Od samego rana odliczałam w nerwach czas do godziny rozpoczęcia meczu. Meczu,
na wagę prawdziwego złota. Każda minuta ciągnęła się wręcz niemiłosiernie, a ja
nie wiedziałam już w co mam włożyć swoje ręce i czym się zająć, żeby nie
zwariować. Dodatkowo stresowałam się tym, że Majka się do mnie nie odzywała, a
to pewnie oznacza, że nie znalazła nic w mieszkaniu. Kiedy byłam w trakcie
robienia przedmeczowego, owocowego deseru, usłyszałam przeraźliwy dźwięk mojej
komórki. Rzuciłam wszystko na blat stołu i pognałam ile sił w nogach do salonu,
gdzie na starej, mahoniowej komodzie brzęczała moja prehistoryczna Nokia. W
ostatniej chwili zdążyłam odebrać.
-
Cześć Lenka. Słuchaj, przepraszam, że dopiero teraz dzwonię, ale w piątek miałam
zajęcia w szkole rodzenia, a wczoraj nienajlepiej się czułam i dopiero dziś
mogłam się wybrać na poszukiwania. I nie będę ukrywać, że trochę mi to zajęło. – przywitała
mnie sprawozdaniem Majka.
- No hej. Nie przepraszaj mnie, przecież
wiem, że masz też swoje życie i swoje sprawy. Powiedz mi tylko, czy tego
wszystkiego jest jakiś efekt?
-
Kurczę, za cholerę niczego nie mogłam znaleźć. Już nawet wzięłam ze sobą
Filipa, żeby było szybciej, ale nic z tego. Lenuś, nie chcę Cię martwić, ale
Twój Książę tym razem chyba nie zostawił dla Ciebie żadnej niespodzianki. – posmutniałam,
bo szczerze wierzyłam w zdolności Zbyszka, co do takich przebiegłych akcji.

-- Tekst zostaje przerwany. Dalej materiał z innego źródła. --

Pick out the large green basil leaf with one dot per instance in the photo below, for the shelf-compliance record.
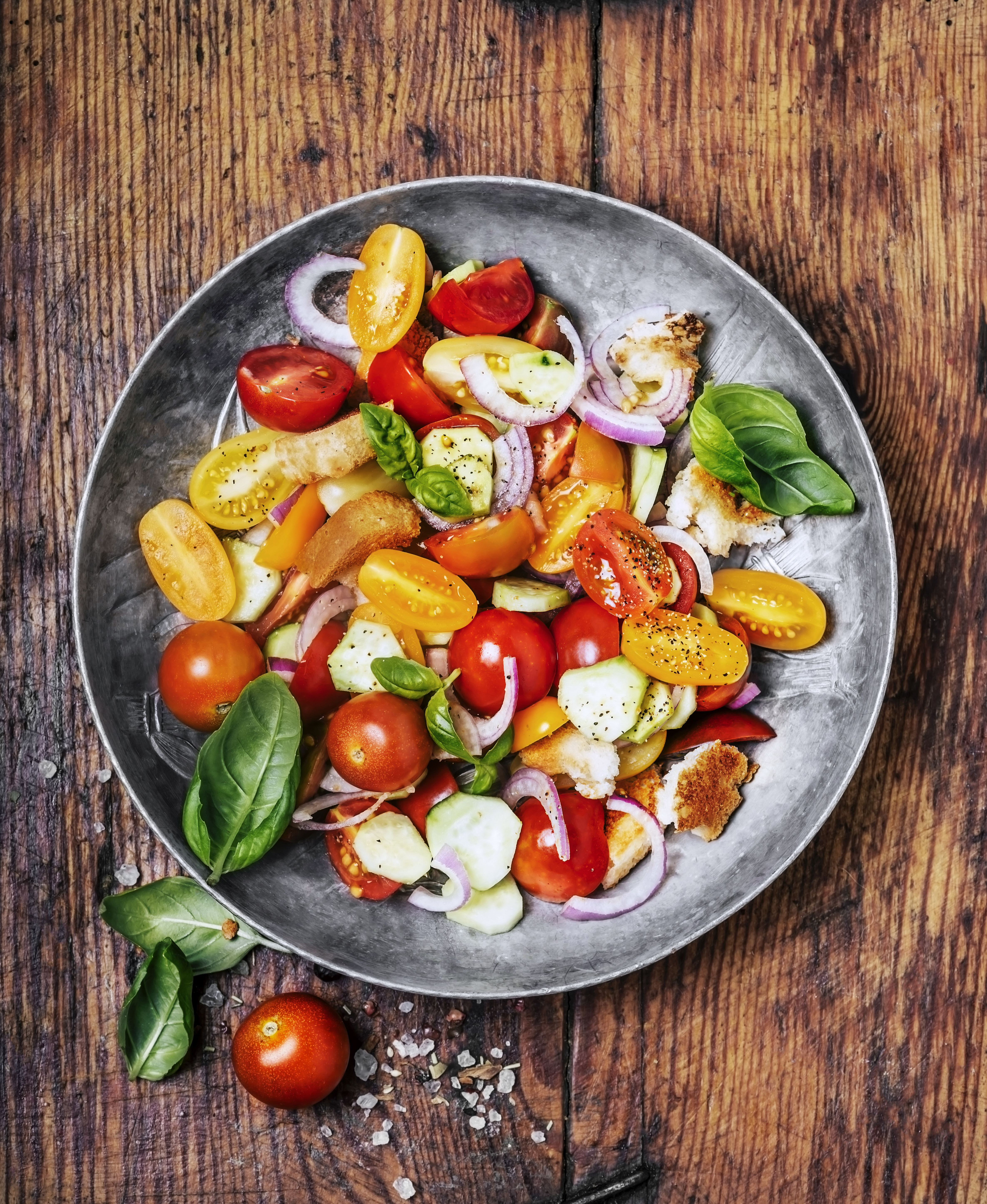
(157, 1019)
(247, 774)
(398, 451)
(179, 910)
(756, 441)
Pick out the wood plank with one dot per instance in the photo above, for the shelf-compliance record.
(830, 1039)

- No cóż, jak to mówią: nie można mieć
wszystkiego. Mimo wszystko, dziękuję Wam za poświęcony czas i pomoc.
-
Czekaj! Majka, nie rozłączaj się z nią jeszcze! Mam coś! – usłyszałam
krzyczącego doktorka.
- I co? I co?
- Majka,
tu coś jest! Nie wiem, czy o to chodziło? – tłumaczył, a moja przyjaciółka
zaniosła się gardłowym śmiechem.
- Co tam jest? Z czego się tak cieszysz?
– dopytywałam.
- Uspokój
się Zielińska, bo nic Ci nie powiem. – postawiła warunek.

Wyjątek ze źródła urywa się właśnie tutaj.